Split(Attachment, IEnumerable<string>)

Splits a PDF attachment into multiple attachments based on the provided page ranges.

public static List<Attachment> Split(Attachment source, IEnumerable<string> pageRanges)

Parameters

source Attachment

The source PDF attachment.

pageRanges IEnumerable<string>

A collection of 1-based page range strings (e.g., "1-3", "4-6", "7"). Each range produces one output attachment.

Returns

List<Attachment>

A list of Attachment instances, one per page range.

Examples

using System;
using System.Collections.Generic;
using LMKit.Data;
using LMKit.Document;

// Load a 12-page document
var source = new Attachment("quarterly_report.pdf");

// Split into 3 parts: Q1, Q2, Q3+Q4
List<Attachment> parts = PdfSplitter.Split(
    source,
    new[] { "1-3", "4-6", "7-12" });

for (int i = 0; i < parts.Count; i++)
{
    Console.WriteLine($"Part {i + 1}: {parts[i].PageCount} pages");
}

Exceptions

ArgumentNullException

Thrown when source or pageRanges is null.

ArgumentException

Thrown when the source attachment is not a PDF.

Split(Attachment, DocumentSplittingResult)

Splits a PDF attachment into multiple attachments based on the segments detected by DocumentSplitting.
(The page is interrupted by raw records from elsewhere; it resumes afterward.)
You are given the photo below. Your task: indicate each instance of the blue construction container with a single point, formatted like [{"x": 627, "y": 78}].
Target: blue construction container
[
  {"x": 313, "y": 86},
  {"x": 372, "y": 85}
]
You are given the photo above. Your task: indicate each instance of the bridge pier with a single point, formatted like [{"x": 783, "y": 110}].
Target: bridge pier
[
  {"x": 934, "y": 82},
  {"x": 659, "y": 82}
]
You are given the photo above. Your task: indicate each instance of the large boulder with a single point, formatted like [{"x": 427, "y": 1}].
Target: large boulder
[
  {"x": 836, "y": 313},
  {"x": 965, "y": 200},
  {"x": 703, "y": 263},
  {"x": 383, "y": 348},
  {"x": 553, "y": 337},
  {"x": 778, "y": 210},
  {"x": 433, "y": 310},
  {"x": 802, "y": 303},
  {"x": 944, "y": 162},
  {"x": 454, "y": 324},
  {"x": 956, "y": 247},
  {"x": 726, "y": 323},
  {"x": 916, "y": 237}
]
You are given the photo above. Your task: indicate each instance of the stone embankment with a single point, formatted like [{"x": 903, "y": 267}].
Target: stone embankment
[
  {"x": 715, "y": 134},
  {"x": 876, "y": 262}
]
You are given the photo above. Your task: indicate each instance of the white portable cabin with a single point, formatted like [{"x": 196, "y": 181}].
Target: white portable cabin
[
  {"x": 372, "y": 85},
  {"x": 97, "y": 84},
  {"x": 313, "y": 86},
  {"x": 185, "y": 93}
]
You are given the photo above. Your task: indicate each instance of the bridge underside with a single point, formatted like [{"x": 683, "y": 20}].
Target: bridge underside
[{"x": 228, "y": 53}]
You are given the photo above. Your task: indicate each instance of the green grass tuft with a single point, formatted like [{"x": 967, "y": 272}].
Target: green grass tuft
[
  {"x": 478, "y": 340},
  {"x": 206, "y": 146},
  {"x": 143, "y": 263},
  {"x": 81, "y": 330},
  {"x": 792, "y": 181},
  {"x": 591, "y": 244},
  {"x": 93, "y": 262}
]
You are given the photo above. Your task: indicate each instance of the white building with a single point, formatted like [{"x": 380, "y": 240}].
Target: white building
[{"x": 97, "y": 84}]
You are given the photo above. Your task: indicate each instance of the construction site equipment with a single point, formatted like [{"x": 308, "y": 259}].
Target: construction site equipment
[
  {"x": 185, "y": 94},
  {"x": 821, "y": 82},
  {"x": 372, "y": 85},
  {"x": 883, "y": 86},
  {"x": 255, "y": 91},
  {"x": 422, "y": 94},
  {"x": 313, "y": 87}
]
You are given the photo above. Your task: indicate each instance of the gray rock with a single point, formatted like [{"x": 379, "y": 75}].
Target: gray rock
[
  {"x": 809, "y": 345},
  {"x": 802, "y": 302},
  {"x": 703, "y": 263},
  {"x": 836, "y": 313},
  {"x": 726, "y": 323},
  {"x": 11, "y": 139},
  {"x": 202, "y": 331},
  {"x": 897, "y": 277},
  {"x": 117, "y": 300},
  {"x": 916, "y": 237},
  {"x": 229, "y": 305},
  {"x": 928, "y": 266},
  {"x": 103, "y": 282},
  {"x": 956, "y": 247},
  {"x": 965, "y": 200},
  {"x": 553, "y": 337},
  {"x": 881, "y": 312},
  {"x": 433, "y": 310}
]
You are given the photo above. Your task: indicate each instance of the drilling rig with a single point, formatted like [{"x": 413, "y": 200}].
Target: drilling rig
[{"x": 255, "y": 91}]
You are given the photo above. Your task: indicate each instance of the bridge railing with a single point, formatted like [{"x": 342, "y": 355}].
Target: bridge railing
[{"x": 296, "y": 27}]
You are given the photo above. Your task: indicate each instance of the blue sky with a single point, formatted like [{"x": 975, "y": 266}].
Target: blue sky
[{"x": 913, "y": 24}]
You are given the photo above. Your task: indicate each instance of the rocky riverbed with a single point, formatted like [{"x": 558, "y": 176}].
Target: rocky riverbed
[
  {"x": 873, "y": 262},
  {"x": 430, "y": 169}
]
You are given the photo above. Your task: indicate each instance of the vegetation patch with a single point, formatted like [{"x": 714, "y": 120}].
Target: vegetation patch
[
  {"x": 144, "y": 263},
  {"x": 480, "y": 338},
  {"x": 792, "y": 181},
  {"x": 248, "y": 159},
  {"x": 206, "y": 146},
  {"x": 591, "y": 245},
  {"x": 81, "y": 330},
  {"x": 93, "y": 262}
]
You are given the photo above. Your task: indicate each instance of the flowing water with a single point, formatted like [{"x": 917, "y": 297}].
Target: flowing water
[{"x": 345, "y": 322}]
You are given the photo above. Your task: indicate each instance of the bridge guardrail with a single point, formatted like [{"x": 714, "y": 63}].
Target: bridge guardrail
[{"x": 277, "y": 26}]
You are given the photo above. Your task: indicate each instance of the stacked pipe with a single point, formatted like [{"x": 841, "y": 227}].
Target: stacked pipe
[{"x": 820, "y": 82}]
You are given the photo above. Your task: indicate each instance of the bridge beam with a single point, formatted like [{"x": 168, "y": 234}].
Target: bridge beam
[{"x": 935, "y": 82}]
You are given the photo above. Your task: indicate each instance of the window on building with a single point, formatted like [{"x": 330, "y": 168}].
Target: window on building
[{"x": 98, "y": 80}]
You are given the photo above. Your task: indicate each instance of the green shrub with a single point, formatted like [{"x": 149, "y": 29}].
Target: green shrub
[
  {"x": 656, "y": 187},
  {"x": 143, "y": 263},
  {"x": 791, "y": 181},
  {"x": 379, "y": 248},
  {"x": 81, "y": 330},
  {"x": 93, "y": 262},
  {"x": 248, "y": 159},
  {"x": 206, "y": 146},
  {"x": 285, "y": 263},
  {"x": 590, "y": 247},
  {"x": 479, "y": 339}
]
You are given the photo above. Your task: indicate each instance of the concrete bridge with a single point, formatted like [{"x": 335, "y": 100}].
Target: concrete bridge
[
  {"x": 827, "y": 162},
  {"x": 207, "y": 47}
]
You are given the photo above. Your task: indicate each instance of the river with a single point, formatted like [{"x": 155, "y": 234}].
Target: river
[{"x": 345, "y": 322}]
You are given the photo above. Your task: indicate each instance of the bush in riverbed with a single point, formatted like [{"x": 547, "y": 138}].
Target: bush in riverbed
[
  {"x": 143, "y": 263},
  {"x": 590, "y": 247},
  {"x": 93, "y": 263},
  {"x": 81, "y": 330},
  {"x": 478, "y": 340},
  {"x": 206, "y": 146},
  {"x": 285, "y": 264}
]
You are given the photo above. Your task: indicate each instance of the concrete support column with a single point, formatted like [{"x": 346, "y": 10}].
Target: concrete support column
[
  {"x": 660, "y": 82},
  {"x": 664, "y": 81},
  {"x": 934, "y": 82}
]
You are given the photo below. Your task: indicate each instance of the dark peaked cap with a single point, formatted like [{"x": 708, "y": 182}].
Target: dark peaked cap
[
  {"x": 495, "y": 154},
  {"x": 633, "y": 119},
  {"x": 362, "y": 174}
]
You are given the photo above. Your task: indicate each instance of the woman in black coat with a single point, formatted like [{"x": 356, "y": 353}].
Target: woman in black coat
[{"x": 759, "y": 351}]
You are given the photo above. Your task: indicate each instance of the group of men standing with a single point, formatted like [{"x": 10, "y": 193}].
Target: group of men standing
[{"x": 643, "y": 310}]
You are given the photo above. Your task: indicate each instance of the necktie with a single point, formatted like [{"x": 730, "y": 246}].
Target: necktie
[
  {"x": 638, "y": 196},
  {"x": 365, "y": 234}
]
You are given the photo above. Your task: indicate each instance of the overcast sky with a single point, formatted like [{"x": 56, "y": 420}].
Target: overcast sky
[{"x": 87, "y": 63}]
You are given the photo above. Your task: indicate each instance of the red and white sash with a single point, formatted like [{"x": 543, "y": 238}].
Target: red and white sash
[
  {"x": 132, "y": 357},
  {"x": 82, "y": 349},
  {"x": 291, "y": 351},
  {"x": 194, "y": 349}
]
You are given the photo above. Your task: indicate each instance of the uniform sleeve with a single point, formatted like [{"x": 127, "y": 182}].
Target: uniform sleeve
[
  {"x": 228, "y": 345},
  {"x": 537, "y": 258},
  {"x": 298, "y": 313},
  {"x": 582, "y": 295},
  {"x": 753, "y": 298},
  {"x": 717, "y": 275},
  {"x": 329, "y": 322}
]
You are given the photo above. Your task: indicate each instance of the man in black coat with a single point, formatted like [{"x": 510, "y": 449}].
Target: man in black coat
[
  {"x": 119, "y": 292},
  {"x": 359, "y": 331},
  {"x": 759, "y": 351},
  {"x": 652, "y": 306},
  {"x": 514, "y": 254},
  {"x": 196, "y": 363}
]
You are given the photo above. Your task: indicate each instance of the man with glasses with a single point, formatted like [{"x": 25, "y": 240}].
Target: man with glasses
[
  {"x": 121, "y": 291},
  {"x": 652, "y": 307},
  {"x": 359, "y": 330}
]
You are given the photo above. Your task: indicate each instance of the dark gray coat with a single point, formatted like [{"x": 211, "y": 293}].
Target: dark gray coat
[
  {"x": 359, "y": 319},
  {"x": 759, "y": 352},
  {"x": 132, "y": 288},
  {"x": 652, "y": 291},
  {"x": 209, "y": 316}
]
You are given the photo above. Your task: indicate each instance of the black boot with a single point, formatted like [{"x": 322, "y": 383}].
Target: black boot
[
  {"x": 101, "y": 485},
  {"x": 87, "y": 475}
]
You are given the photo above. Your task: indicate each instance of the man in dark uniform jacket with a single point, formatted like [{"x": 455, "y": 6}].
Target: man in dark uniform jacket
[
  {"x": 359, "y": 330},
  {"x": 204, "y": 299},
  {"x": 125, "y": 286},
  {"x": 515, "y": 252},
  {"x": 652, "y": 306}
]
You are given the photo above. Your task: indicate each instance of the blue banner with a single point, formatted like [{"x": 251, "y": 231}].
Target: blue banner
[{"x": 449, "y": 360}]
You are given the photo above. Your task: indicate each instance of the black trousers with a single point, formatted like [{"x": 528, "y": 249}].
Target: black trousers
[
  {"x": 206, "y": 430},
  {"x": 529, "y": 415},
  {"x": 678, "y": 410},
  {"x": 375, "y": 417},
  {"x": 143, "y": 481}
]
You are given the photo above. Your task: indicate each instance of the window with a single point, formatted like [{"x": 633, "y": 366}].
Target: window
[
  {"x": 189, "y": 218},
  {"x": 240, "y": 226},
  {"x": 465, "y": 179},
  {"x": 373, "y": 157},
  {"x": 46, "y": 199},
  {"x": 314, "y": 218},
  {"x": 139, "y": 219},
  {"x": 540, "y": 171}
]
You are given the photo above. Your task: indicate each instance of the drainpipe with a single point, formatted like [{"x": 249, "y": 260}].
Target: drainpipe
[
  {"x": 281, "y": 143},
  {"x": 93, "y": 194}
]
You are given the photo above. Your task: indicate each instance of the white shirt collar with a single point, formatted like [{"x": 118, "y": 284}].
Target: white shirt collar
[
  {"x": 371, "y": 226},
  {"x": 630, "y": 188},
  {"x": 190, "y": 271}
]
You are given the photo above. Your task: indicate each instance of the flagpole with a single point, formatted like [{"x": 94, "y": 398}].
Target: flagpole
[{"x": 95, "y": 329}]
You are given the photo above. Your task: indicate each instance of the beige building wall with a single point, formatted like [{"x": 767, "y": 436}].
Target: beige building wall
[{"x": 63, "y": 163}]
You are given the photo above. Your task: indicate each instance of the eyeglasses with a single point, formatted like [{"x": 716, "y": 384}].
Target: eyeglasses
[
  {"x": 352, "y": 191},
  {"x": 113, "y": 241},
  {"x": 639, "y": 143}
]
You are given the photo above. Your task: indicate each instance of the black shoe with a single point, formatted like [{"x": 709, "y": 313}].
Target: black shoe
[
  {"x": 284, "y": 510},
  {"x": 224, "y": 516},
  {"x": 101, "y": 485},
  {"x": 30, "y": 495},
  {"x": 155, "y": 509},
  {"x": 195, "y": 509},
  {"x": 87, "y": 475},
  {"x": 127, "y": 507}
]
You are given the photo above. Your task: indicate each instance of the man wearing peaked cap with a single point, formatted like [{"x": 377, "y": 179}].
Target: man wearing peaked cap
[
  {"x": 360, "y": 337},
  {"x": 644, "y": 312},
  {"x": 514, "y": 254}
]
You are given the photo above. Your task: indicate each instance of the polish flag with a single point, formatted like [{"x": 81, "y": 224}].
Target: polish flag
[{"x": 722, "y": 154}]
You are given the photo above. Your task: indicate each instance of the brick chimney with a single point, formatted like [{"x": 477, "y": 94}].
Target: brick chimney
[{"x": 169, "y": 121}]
public static List<Attachment> Split(Attachment source, DocumentSplittingResult splittingResult)

Parameters

source Attachment

The source PDF attachment.

splittingResult DocumentSplittingResult

The result of a Split(Attachment, CancellationToken) or SplitAsync(Attachment, CancellationToken) operation.

Returns

List<Attachment>

A list of Attachment instances, one per DocumentSegment.

Examples

using System;
using System.Collections.Generic;
using LMKit.Data;
using LMKit.Document;
using LMKit.Extraction;
using LMKit.Model;

// Load a multi-document PDF scan
var source = new Attachment("batch_scan.pdf");

// Use a vision model to detect logical boundaries
var model = LM.LoadFromModelID("qwen2-vl:8b");
var splitting = new DocumentSplitting(model);
DocumentSplittingResult result = splitting.Split(source);

// Extract each detected segment as a separate PDF attachment
List<Attachment> documents = PdfSplitter.Split(source, result);

foreach (var segment in result.Segments)
{
    Console.WriteLine($"Detected: {segment.Label} (pages {segment.StartPage}-{segment.EndPage})");
}
Console.WriteLine($"Extracted {documents.Count} separate documents");

Exceptions

ArgumentNullException

Thrown when source or splittingResult is null.

ArgumentException

Thrown when the source attachment is not a PDF.